The ensemble consists of between 100 and 120 members depending on the type of performance. It includes a choir, a dance troupe and an orchestra. Because their performance at the airbase was going to be mostly a cappella, only the choir and a handful of dancers were aboard the plane, Russian media reported.
"The orchestra did not fly because [the choir] was supposed to use pre-recorded music," choir singer Sergei Khlopnikov, who didn't make the trip because his daughter was sick, told the Interfax news agency.
Nine journalists, including three reporters with Star TV, were on board, the Defense Ministry said on its television network.

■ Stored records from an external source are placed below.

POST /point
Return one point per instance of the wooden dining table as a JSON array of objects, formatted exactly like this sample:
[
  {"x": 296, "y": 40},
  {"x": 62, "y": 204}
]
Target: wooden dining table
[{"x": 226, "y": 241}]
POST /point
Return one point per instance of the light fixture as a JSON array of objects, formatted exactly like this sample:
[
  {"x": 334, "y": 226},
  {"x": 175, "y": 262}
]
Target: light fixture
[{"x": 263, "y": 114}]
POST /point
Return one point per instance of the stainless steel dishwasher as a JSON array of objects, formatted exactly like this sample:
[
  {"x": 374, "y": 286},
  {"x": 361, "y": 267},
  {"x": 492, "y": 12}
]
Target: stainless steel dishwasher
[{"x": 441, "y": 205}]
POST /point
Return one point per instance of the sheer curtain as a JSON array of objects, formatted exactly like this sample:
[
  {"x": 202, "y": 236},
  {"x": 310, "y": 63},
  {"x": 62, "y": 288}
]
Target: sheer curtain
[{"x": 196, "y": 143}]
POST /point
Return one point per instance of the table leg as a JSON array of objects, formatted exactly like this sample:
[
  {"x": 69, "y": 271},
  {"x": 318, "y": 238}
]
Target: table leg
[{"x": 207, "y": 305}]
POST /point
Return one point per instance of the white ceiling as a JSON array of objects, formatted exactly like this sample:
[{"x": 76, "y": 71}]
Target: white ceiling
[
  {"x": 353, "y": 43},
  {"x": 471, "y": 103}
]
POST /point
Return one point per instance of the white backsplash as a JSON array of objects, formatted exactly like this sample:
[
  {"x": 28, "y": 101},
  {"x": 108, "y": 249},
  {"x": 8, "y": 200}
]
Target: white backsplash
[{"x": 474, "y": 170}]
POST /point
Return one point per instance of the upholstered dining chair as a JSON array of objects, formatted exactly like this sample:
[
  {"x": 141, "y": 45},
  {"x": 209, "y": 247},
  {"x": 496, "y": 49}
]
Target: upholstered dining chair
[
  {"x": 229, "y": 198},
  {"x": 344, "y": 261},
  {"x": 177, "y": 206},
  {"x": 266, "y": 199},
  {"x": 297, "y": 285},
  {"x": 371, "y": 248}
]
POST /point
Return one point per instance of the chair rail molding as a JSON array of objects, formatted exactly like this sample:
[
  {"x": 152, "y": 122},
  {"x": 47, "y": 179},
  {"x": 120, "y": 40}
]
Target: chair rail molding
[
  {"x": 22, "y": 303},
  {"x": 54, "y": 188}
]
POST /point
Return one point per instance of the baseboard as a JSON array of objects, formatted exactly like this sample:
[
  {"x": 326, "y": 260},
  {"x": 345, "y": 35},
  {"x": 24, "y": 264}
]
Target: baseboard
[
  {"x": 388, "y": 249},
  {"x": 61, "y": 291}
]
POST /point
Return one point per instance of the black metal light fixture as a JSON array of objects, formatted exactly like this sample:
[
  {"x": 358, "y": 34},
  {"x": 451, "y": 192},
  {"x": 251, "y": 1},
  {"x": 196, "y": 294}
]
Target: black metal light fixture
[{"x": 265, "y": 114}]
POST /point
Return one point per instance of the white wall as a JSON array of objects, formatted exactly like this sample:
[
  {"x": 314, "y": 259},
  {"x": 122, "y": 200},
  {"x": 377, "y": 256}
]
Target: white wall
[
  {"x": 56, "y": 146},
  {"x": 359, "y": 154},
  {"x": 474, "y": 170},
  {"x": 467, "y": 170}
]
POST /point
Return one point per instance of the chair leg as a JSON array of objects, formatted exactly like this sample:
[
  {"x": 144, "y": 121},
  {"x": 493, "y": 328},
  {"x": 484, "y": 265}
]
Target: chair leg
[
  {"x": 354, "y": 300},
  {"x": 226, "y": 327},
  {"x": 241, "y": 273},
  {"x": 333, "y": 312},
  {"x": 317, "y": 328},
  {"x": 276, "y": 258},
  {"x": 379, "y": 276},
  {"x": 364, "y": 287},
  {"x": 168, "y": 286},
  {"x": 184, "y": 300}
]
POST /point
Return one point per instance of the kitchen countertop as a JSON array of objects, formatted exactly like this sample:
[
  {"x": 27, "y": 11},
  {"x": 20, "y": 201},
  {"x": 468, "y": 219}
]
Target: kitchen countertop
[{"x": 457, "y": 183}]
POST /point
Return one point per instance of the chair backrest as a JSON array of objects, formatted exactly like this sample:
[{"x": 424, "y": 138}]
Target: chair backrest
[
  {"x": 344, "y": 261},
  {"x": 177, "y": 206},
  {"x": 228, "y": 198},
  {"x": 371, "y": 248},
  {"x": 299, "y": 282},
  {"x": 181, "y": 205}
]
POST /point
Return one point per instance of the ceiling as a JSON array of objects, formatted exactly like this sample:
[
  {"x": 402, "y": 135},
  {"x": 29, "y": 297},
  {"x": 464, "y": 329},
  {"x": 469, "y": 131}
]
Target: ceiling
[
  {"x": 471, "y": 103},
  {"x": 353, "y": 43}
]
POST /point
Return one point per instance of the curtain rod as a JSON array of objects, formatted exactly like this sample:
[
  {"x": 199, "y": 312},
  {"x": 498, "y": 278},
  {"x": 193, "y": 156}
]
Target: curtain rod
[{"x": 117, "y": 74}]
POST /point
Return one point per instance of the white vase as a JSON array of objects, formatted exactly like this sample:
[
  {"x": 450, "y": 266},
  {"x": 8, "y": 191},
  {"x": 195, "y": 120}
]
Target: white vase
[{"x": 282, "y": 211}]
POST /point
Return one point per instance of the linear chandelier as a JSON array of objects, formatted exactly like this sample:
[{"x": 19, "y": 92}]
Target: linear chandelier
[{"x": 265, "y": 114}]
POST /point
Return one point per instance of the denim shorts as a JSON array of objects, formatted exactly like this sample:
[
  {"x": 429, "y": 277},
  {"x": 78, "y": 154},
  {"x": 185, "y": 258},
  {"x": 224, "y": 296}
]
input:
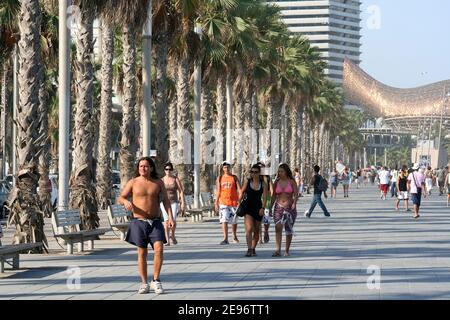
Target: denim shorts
[{"x": 143, "y": 232}]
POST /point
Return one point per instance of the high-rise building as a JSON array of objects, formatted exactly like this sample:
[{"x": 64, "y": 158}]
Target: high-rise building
[{"x": 333, "y": 26}]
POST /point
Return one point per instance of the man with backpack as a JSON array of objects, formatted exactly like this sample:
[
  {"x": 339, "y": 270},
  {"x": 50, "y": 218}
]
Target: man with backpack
[
  {"x": 320, "y": 185},
  {"x": 227, "y": 197}
]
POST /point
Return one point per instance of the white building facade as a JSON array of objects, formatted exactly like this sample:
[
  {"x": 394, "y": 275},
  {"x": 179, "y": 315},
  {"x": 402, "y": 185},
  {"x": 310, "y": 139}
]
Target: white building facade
[{"x": 333, "y": 26}]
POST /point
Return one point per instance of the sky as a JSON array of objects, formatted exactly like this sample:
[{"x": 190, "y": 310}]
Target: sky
[{"x": 406, "y": 43}]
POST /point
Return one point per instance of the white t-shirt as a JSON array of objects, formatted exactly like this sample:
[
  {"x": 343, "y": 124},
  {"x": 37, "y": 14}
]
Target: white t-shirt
[
  {"x": 419, "y": 178},
  {"x": 384, "y": 176}
]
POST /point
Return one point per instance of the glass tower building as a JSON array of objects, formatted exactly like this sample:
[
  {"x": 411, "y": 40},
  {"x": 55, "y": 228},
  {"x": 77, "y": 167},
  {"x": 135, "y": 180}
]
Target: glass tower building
[{"x": 333, "y": 26}]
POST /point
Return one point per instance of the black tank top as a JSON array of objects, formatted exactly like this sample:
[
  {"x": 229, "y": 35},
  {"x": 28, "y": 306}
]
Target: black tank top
[{"x": 254, "y": 203}]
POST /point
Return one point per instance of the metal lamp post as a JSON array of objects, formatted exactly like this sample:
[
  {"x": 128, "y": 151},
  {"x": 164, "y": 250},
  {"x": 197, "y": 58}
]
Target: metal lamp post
[{"x": 197, "y": 103}]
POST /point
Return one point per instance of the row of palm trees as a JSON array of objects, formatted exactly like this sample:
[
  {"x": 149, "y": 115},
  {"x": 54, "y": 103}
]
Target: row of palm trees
[{"x": 248, "y": 58}]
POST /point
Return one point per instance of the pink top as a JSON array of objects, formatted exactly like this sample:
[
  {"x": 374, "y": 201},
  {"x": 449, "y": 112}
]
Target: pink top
[
  {"x": 287, "y": 189},
  {"x": 419, "y": 179}
]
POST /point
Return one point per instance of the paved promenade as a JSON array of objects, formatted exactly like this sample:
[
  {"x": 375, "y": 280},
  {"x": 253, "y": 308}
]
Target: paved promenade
[{"x": 329, "y": 259}]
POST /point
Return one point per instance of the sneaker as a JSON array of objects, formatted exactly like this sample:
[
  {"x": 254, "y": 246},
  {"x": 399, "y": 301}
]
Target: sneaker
[
  {"x": 144, "y": 288},
  {"x": 157, "y": 286}
]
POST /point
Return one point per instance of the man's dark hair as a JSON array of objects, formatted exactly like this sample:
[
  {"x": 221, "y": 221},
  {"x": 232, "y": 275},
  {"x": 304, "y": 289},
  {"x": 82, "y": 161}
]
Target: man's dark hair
[{"x": 153, "y": 173}]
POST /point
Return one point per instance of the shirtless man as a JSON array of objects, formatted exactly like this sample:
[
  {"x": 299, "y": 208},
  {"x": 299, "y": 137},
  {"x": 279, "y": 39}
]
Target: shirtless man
[{"x": 146, "y": 227}]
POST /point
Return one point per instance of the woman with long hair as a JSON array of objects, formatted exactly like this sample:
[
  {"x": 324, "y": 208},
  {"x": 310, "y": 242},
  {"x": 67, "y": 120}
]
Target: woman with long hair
[
  {"x": 284, "y": 212},
  {"x": 176, "y": 196},
  {"x": 253, "y": 191}
]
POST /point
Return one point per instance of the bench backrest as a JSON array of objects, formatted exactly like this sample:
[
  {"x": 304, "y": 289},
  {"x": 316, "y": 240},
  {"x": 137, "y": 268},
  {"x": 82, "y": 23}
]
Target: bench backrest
[
  {"x": 66, "y": 221},
  {"x": 206, "y": 199},
  {"x": 118, "y": 214}
]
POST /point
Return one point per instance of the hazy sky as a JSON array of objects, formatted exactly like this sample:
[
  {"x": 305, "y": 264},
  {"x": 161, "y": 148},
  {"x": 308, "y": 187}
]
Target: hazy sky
[{"x": 409, "y": 45}]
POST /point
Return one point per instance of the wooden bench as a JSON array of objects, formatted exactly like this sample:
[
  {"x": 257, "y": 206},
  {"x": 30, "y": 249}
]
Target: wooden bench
[
  {"x": 66, "y": 225},
  {"x": 13, "y": 251},
  {"x": 207, "y": 203},
  {"x": 195, "y": 214},
  {"x": 119, "y": 219}
]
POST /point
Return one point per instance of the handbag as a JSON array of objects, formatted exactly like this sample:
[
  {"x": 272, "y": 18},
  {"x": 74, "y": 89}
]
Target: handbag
[{"x": 240, "y": 211}]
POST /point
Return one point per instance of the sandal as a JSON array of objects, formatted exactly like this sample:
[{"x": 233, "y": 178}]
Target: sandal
[{"x": 276, "y": 254}]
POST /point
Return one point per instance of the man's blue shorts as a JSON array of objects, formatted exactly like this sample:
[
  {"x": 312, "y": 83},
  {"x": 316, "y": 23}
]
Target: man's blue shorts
[{"x": 141, "y": 233}]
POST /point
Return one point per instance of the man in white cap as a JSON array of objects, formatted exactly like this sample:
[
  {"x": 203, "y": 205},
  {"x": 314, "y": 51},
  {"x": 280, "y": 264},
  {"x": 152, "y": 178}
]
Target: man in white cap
[{"x": 416, "y": 184}]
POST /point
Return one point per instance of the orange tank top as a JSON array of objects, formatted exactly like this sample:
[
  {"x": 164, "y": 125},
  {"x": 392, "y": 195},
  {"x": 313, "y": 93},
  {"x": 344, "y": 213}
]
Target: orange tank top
[{"x": 228, "y": 191}]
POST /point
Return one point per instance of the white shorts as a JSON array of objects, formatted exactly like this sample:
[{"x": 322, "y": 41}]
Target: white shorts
[
  {"x": 227, "y": 214},
  {"x": 175, "y": 208},
  {"x": 403, "y": 195}
]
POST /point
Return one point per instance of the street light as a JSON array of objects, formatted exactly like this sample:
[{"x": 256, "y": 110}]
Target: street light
[{"x": 197, "y": 103}]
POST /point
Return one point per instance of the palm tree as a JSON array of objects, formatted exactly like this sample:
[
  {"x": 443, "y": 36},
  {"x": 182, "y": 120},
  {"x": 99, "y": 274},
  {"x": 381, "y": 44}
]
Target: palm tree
[
  {"x": 25, "y": 212},
  {"x": 49, "y": 38},
  {"x": 104, "y": 174},
  {"x": 82, "y": 190}
]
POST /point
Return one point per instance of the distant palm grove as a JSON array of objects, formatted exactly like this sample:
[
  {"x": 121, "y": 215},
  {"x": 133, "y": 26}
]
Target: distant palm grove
[{"x": 247, "y": 56}]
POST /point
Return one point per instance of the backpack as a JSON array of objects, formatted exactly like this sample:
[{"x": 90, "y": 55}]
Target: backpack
[{"x": 323, "y": 184}]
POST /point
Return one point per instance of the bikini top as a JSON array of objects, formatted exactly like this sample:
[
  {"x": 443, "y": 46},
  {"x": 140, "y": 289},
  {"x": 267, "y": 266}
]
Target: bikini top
[{"x": 287, "y": 189}]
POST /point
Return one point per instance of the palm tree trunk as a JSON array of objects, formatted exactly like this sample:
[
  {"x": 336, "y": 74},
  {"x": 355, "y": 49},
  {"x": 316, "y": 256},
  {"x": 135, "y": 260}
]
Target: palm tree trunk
[
  {"x": 255, "y": 127},
  {"x": 247, "y": 127},
  {"x": 206, "y": 125},
  {"x": 221, "y": 119},
  {"x": 25, "y": 211},
  {"x": 173, "y": 121},
  {"x": 239, "y": 121},
  {"x": 4, "y": 106},
  {"x": 268, "y": 138},
  {"x": 184, "y": 122},
  {"x": 104, "y": 181},
  {"x": 128, "y": 141},
  {"x": 162, "y": 134},
  {"x": 44, "y": 157},
  {"x": 82, "y": 190},
  {"x": 294, "y": 138}
]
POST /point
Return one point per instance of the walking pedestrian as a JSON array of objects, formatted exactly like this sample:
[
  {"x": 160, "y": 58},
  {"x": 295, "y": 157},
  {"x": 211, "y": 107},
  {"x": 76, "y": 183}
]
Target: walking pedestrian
[
  {"x": 416, "y": 187},
  {"x": 228, "y": 192},
  {"x": 429, "y": 180},
  {"x": 384, "y": 177},
  {"x": 334, "y": 182},
  {"x": 441, "y": 180},
  {"x": 254, "y": 192},
  {"x": 402, "y": 185},
  {"x": 447, "y": 186},
  {"x": 285, "y": 212},
  {"x": 146, "y": 227},
  {"x": 345, "y": 180},
  {"x": 176, "y": 197},
  {"x": 394, "y": 178},
  {"x": 266, "y": 219},
  {"x": 359, "y": 178},
  {"x": 319, "y": 186}
]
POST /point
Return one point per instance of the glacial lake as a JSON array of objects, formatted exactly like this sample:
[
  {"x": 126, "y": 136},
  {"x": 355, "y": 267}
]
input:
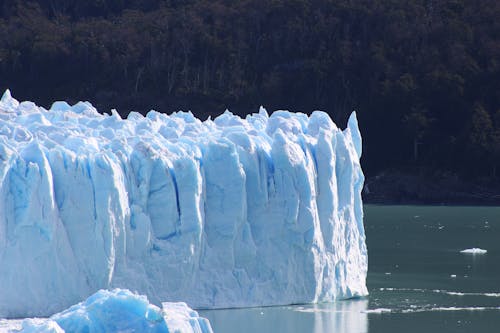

"Our cultural paratroopers perished," the head of the Moscow government's culture department, Alexander Kibovsky, said in televised remarks. "These people always performed in war zones, they wore uniforms, they brought kindness and light," said Konashekov.

An investigation launched

The plane was manufactured in 1983 and had 6,689 hours of flight. "The last repair was on December 29, 2014, and in September 2016 it underwent scheduled maintenance," the ministry said, according to Tass.
The ministry identified the pilot as Roman Volkov, who it said was a "class 1 pilot" with more than 3,000 flying hours.